Education secretary Ruth Kelly’s speech about zero tolerance of
disruptive behaviour in school once again places most of the blame
on parents. Of course, everyone wants children to be able to learn
in school, and for schools to have clear and effective behaviour
policies.  But challenging and disruptive behaviour is a sign by
children and young people of their deep unhappiness and difficulty,
and so needs careful handling.  There are no quick fixes. 
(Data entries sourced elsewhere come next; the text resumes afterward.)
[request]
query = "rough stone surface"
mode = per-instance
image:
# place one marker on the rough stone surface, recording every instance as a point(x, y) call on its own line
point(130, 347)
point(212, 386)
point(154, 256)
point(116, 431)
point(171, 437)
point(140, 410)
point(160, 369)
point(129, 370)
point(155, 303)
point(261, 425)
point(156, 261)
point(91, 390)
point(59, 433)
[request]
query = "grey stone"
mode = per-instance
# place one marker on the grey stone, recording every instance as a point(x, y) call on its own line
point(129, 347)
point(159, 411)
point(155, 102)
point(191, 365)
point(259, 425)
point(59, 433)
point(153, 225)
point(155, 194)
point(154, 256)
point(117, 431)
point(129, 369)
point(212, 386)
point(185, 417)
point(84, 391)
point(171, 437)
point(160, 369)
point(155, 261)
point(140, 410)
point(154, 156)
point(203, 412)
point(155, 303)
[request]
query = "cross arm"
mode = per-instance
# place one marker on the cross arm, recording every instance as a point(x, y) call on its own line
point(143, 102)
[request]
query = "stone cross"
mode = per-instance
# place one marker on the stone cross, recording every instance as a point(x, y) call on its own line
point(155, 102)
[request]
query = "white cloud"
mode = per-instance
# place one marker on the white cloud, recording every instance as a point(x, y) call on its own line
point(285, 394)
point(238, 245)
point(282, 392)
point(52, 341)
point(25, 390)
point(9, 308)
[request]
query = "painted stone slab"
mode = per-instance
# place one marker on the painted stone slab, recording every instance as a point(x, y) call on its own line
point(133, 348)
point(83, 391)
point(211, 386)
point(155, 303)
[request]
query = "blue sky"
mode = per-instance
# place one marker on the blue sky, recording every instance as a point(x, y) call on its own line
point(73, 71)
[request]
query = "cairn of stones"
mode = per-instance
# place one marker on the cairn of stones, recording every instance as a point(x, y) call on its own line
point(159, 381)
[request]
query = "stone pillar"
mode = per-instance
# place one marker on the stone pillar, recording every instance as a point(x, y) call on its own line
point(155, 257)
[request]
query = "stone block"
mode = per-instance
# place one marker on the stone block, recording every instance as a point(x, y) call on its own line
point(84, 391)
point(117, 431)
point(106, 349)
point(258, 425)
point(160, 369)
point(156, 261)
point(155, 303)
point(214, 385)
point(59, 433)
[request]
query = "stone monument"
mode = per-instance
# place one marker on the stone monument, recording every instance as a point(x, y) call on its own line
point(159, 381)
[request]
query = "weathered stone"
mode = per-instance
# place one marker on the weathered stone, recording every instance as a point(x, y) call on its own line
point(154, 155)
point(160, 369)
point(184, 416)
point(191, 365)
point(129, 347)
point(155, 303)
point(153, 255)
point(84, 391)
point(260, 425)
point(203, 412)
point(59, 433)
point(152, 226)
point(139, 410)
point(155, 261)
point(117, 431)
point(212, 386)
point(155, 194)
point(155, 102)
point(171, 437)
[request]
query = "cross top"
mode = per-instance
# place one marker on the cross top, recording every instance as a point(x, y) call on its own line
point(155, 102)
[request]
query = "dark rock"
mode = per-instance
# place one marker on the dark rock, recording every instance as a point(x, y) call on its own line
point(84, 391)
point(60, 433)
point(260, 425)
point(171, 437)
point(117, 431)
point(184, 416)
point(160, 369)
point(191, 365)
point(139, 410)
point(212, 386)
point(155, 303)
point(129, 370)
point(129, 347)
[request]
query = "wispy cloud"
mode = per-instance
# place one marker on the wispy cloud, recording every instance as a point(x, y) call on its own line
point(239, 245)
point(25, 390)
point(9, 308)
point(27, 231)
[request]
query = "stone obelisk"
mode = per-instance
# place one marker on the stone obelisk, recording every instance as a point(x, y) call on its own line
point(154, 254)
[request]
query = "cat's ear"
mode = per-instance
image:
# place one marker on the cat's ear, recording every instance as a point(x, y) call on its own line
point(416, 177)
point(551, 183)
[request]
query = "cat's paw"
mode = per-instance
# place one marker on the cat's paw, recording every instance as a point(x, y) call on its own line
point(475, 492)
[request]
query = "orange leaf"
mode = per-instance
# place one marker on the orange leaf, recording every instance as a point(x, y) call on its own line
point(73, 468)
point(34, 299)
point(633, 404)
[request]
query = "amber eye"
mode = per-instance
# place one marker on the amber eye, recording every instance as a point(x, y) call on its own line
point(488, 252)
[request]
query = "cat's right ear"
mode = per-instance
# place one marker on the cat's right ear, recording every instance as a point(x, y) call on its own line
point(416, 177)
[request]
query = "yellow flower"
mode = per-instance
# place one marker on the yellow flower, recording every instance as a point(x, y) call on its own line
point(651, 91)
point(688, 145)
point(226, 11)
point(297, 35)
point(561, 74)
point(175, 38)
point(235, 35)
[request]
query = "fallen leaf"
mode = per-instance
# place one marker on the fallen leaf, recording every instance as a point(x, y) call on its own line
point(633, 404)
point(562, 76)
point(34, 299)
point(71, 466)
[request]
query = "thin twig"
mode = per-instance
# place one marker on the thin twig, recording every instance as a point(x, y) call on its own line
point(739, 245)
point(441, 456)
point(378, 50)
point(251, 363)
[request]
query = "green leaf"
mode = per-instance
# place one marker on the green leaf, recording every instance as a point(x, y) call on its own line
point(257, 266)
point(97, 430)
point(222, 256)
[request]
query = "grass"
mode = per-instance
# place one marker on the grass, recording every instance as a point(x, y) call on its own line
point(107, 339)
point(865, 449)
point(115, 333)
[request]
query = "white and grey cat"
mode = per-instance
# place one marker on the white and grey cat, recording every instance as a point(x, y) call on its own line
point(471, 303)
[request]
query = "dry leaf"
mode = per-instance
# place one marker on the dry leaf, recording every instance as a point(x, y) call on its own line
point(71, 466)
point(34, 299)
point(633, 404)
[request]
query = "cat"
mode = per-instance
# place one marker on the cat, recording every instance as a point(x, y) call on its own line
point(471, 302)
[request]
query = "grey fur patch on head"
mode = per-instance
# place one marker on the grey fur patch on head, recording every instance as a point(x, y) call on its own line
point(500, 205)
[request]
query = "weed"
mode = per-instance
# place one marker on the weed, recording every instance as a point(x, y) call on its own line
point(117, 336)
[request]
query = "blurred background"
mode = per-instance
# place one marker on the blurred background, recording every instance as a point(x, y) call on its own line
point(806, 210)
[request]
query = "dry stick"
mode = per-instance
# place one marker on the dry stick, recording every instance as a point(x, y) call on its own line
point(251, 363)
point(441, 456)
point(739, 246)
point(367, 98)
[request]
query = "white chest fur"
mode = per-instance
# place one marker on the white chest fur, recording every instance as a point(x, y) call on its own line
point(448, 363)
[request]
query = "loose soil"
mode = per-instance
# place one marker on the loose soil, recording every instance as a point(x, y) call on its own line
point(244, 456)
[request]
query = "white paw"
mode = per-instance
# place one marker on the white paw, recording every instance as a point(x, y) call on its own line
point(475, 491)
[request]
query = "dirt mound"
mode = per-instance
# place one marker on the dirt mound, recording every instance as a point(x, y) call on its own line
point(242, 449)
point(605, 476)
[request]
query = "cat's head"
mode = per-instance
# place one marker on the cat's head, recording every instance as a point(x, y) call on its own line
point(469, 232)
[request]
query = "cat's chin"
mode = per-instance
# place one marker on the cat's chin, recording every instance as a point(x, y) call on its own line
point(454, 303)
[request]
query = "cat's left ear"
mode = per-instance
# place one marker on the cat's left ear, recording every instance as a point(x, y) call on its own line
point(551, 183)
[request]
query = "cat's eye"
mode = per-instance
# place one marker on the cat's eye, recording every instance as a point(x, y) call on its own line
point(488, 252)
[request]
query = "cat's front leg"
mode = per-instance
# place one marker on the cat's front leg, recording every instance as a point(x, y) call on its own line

Parentline Plus hears from thousands of parents every month,
almost half of them ringing about concerns over their teenagers’
behaviour.  It is quite clear from all our work with parents that
they are desperate for help and support and struggling with long
term and entrenched difficulties.  It is also clear that when
children and young people are behaving badly in school, their
behaviour is even more challenging at home – parents tell us about
very high levels of conflict, violence, drug and alcohol misuse and
threats of running away.  Analysis of calls to our helpline
concerning truancy showed that parents were desperate for help and
were quite unable to find any.

Many families known to the education system, whose child has a
record of poor behaviour or truanting, are living in very difficult
circumstances with multiple problems. After years of failing to
find appropriate support, parents are often wary of any statutory
programmes.  It is very sad that all that is now on offer is
Parenting Orders and Contracts and the threat of imprisonment and
fines.  Parentline Plus works with many parents on Parenting Orders
from Youth Offending Teams – all of them have been asking for help
for years, but have never been eligible – their children’s problems
not deemed severe enough.  ‘Every Child Matters’ envisages a much
greater emphasis on early intervention – we very much hope this
will become a reality, but until it is, the focus should be on how
parents can be supported instead of blamed.  Threats from the
government can actually exacerbate conflict in the family, and so
contributes further to the families’ difficulties and to their
alienation from agencies that are seen to be official. This does
not help children, or schools. 

Current policy also makes it difficult for schools to respond
effectively.  Schools are faced with contradictory demands. The
pressures of league tables can over-shadow their ability, with
limited resources, to deal effectively with pupils and their
parents who are disruptive in class.  ‘Every Child Matters’
emphasises the importance of supporting parents to raise their
children to achieve good outcomes.  And of course achieving at
school is crucial to these.  Support is however about valuing and
acknowledging the work that parents do, and is not about threats
and blame.  Of course clear boundaries need to be set – and
disruptive behaviour is not acceptable – but the child who is
disruptive needs understanding, and their parents need support to
help to support that child. 

The emphasis on placing the responsibility firmly with parents
needs to be contextualised – teenagers are subject to peer
pressure, they have minds of their own. Indeed Government has
acknowledged this by setting up a Children and Young People’s Board
to support the implementation of ‘Every Child Matters’.  If young
people can have a voice in national policy why can’t they have a
voice in schools’ policies?  And why are their parents held totally
responsible for their actions when we know that young people have
their own views?  This unrealistic and contradictory view of the
role of parents, which unfairly emphasises their failings, can only
service to further isolate parents who are struggling and trying
their best. 

Assumptions are made about ‘bad parenting’ to suggest that
parents do not care, but if the critics took a look at the whole
picture they would see that the vast majority of parents are doing
the best they can; often in the face of enormous challenges and
significant social changes. If we are serious about improving
outcomes for children and young people, we need to invest much more
in supporting their parents and the wider extended family who are
so important in caring for children.